Re: Sorted Multiple Outputs

Posted by Yiannis Gkoufas <jo...@gmail.com>.

Hi Eugene,

thanks for your response!
Your recommendation makes sense, that's what I more or less tried.
The problem that I am facing is that inside foreachPartition() I cannot
create a new rdd and use saveAsTextFile.
It would probably make sense to write directly to HDFS using the Java API.
When I tried that I was getting errors similar to this:

Failed on local exception: java.io.InterruptedIOException: Interruped while
waiting for IO on channel java.nio.channels.SocketChannel

Probably it's hitting a race condition.

Has anyone else faced this situation? Any suggestions?

Thanks a lot!

On 15 July 2015 at 14:04, Eugene Morozov <fa...@list.ru> wrote:

> Yiannis ,
>
> It looks like you might explore other approach.
>
> sc.textFile("input/path")
> .map() // your own implementation
> .partitionBy(new HashPartitioner(num))
> .groupBy() //your own implementation, as a result - PairRDD of key vs
> Iterable of values
> .foreachPartition()
>
> On the last step you could sort all values for the key and store them into
> separate file even into the same directory of all other files for other
> keys.
> HashParititoner must guarantee that all values for specific key will
> reside in just one partition, but it might happen that one partition might
> contain more, than one key (with values). This I’m not sure, but that
> shouldn’t be a big deal as you would iterate over tuple<key,
> Iterable<value>> and store one key to a specific file.
>
> On 15 Jul 2015, at 03:23, Yiannis Gkoufas <jo...@gmail.com> wrote:
>
> Hi there,
>
> I have been using the approach described here:
>
>
> http://stackoverflow.com/questions/23995040/write-to-multiple-outputs-by-key-spark-one-spark-job
>
> In addition to that, I was wondering if there is a way to set the
> customize the order of those values contained in each file.
>
> Thanks a lot!
>
>
> Eugene Morozov
> fathersson@list.ru
>
>
>
>
>

Re: Sorted Multiple Outputs

Posted by Eugene Morozov <fa...@list.ru>.

Yiannis ,

It looks like you might explore other approach.

sc.textFile("input/path")
.map() // your own implementation
.partitionBy(new HashPartitioner(num))
.groupBy() //your own implementation, as a result - PairRDD of key vs Iterable of values
.foreachPartition()

On the last step you could sort all values for the key and store them into separate file even into the same directory of all other files for other keys. 
HashParititoner must guarantee that all values for specific key will reside in just one partition, but it might happen that one partition might contain more, than one key (with values). This I’m not sure, but that shouldn’t be a big deal as you would iterate over tuple<key, Iterable<value>> and store one key to a specific file.

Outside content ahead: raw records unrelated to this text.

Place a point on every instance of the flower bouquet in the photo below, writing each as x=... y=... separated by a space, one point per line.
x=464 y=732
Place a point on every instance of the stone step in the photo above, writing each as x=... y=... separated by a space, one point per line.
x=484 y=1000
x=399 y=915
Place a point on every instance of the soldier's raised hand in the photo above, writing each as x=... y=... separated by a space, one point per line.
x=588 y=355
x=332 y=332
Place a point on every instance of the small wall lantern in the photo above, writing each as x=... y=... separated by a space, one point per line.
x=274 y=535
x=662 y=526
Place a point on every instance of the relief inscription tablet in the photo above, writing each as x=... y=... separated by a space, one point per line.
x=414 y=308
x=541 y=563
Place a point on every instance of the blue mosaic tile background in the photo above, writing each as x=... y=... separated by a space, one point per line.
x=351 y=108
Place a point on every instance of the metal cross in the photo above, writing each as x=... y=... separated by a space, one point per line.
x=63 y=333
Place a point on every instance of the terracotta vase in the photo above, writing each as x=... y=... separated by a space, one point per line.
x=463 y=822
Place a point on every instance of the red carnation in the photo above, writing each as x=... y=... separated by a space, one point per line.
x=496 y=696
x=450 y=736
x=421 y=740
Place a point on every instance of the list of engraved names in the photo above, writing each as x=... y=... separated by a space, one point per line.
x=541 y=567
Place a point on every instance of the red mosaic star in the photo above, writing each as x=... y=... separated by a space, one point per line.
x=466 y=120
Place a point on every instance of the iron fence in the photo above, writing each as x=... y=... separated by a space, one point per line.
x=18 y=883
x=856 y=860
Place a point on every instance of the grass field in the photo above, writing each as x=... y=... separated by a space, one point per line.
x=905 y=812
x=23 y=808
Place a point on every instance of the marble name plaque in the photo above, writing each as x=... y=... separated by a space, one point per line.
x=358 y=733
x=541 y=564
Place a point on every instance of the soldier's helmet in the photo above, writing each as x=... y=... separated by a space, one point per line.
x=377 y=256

On 15 Jul 2015, at 03:23, Yiannis Gkoufas <jo...@gmail.com> wrote:

> Hi there,
> 
> I have been using the approach described here:
> 
> http://stackoverflow.com/questions/23995040/write-to-multiple-outputs-by-key-spark-one-spark-job
> 
> In addition to that, I was wondering if there is a way to set the customize the order of those values contained in each file.
> 
> Thanks a lot!

Eugene Morozov
fathersson@list.ru